Add and subtract the square of half the coefficient of x

It means,

$\sf \: Add \: and \: subtract \: \dfrac{ {p}^{2} }{4} \: we \: get$

$= \: \sf \: {x}^{2} - px + \dfrac{121}{25} + \dfrac{ {p}^{2} }{4} - \dfrac{ {p}^{2} }{4}$

$= \: \sf \: {x}^{2} - px + \dfrac{ {p}^{2} }{4} + \dfrac{121}{25}- \dfrac{ {p}^{2} }{4}$

$= \: \sf \: \bigg( {x}^{2} \times 2 \times \dfrac{p}{2} \times x + \dfrac{ {p}^{2} }{4} \bigg) + \dfrac{121}{25}- \dfrac{ {p}^{2} }{4}$

$= \: \sf \: {\bigg( x - \dfrac{p}{2} \bigg) }^{2} + \dfrac{121}{25}- \dfrac{ {p}^{2} }{4}$

Now, expression must be a perfect square, so

$\bf\implies \: \dfrac{121}{25}- \dfrac{ {p}^{2} }{4} = 0$

$\rm \: \dfrac{121}{25} \: = \: \dfrac{ {p}^{2} }{4}$

$\rm \: {p}^{2} = \dfrac{121 \times 4}{25}$

$\rm :\implies\:p \: = \: \pm \: \dfrac{11 \times 2}{5} = \pm \: \dfrac{22}{5}$

$\bf \: Hence, \: value \: of \: p \: = \: \pm \: \dfrac{22}{5}$

Additional Information :-

Nature of roots of Quadratic equation :-

Let us consider a quadratic equation ax² + bx + c = 0, then nature of roots of quadratic equation depends upon Discriminant (D) of the quadratic equation.

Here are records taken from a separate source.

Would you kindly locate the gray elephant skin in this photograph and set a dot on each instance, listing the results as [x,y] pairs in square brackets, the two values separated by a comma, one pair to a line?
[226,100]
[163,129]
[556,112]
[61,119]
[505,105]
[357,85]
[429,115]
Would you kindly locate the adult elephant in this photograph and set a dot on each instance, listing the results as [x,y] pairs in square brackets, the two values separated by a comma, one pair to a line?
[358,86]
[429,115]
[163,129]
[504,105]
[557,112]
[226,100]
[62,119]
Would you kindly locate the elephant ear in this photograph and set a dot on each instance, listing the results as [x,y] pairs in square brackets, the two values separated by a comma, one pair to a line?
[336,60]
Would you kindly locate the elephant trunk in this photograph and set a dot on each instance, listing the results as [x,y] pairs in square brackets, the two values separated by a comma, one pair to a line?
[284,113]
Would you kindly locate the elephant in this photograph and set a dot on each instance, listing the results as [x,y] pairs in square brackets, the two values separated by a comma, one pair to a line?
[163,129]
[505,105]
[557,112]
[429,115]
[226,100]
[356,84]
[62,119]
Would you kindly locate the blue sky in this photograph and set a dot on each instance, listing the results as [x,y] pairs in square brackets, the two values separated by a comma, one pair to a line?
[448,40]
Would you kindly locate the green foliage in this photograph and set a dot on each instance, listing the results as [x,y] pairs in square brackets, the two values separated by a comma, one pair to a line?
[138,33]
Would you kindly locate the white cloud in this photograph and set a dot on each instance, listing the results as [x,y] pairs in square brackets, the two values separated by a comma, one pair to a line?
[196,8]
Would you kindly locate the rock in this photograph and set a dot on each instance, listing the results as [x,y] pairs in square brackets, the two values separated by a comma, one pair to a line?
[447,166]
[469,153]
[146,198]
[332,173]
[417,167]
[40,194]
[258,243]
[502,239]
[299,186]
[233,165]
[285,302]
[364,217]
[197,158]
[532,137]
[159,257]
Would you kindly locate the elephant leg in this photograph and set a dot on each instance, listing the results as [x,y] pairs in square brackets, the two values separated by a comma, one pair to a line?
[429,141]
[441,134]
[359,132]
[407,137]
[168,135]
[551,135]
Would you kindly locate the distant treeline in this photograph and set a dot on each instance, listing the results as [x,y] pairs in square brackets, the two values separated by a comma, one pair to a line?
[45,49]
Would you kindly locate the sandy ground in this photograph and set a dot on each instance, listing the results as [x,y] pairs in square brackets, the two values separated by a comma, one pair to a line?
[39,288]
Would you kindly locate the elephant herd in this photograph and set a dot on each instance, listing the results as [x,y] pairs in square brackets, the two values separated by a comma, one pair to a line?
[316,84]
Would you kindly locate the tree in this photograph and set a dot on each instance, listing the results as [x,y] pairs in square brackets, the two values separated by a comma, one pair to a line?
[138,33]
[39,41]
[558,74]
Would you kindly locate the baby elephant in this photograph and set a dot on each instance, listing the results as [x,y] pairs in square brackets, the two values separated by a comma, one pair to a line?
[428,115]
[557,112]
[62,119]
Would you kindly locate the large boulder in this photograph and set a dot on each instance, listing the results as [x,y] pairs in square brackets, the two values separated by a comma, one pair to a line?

• If Discriminant, D > 0, then roots of the equation are real and unequal.

• If Discriminant, D = 0, then roots of the equation are real and equal.

• If Discriminant, D < 0, then roots of the equation are unreal or complex or imaginary.

Where,

• Discriminant, D = b² - 4ac

Different method by which you can solve quadratic equation

There are various methods by which you can solve a quadratic equation such as:

• Factorization

• Completing the square

• Quadratic formula

• Graphical Method

These are the four general methods by which we can solve a quadratic equation.